相変わらずだな。彼らのやり取りを見ていると、ついつい口角が緩む。
俺はケンセイへと視線を向ける。
「それにしても、ケンセイ。おまえシナニスと知り合いだったのか?」
こくこくとケンセイが首を縦に振る。
「そうだね。彼らが冒険者になってから少ししてかな。僕が冒険者をしていた時に出会ってね。
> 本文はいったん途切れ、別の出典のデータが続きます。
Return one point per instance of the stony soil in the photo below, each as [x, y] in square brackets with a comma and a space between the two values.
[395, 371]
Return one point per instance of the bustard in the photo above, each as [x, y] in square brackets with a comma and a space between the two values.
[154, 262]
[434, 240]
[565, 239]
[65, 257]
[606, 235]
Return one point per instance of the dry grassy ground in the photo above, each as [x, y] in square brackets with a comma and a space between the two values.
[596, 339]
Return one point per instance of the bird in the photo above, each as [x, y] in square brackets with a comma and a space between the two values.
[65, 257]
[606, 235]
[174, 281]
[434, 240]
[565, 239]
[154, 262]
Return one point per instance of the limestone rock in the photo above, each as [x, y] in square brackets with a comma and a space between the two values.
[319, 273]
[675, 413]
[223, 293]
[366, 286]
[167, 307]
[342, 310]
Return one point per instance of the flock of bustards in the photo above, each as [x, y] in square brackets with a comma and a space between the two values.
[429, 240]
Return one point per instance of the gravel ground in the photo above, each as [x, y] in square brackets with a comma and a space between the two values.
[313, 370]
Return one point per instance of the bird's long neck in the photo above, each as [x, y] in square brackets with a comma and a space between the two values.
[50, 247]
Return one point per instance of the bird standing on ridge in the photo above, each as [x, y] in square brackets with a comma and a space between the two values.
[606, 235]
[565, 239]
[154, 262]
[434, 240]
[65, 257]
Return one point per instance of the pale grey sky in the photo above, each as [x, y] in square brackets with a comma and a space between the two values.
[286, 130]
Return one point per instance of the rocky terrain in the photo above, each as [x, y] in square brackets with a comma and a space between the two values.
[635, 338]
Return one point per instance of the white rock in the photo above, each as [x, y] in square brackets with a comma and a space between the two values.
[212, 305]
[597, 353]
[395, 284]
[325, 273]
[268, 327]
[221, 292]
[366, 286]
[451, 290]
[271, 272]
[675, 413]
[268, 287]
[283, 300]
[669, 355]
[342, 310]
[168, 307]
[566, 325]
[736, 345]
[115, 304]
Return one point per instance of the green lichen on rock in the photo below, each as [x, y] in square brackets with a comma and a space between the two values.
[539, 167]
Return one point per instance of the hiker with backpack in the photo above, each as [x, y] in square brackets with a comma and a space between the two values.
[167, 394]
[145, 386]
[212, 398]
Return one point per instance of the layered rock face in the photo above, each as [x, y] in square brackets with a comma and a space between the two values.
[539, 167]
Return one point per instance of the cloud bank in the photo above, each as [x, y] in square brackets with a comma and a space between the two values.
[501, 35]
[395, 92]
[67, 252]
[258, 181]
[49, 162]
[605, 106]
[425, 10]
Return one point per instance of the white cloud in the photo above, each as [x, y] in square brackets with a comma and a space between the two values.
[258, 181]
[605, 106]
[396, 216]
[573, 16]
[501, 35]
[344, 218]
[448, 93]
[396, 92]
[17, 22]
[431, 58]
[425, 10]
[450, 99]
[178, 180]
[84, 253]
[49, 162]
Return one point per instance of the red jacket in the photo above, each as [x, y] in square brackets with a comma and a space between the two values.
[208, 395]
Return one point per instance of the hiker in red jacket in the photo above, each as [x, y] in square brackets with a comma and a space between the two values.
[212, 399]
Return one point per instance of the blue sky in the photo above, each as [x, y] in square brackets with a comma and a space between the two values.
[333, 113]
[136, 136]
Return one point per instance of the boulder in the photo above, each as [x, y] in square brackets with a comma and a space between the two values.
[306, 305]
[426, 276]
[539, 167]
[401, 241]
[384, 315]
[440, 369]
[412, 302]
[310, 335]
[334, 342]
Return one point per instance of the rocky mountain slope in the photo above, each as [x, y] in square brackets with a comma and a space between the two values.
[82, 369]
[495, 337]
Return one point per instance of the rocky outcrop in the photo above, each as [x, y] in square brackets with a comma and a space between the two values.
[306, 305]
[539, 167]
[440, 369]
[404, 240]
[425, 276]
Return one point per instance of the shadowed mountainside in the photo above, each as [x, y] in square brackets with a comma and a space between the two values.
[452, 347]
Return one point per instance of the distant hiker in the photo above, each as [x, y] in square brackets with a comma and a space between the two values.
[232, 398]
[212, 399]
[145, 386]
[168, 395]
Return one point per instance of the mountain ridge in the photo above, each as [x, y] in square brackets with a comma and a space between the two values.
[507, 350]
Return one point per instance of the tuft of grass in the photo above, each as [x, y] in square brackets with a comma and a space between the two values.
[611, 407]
剣を教えたんだ」
「まあ、そういうわけだ」
にやり、とシナニスは笑みを浮かべる。
シナニスからすれば、ケンセイは冒険者の師匠みたいなものか。
俺はライバル、か。
変なところで繋がりができるもんなんだな。
そこまで言ったところで、彼の頬がつりあがる。
そして、見せつけるように親指で自分の顔を指さした。
「それよりルード! なんと、オレはな!」
「ルード様、私たちみんなCランクに昇格したんです!」
「……凄いなそれは」
「お、れ、が! 言いたかったの! 邪魔すんな!」
まだ彼らのような若さでそこに到達するなんて、かなりの才能だ。
シナニスは、すっかりいじけてしまい、腕を組んでそっぽを向いている。
「愉快な少年たちだな」
マリウスがからからと笑っている。
彼の言う通り見ていて飽きないな。
しかし、ケンセイの目は、少しだけ寂しそうにもみえて――。
「どうしたんだい、ルード」
目が合うと、彼は首を傾げてきた。
そのときには、すでに彼の表情は明るいものだった。
「……いや、なんでもない」
ケンセイはやっぱりまだ冒険者として生きたかったんだろうか。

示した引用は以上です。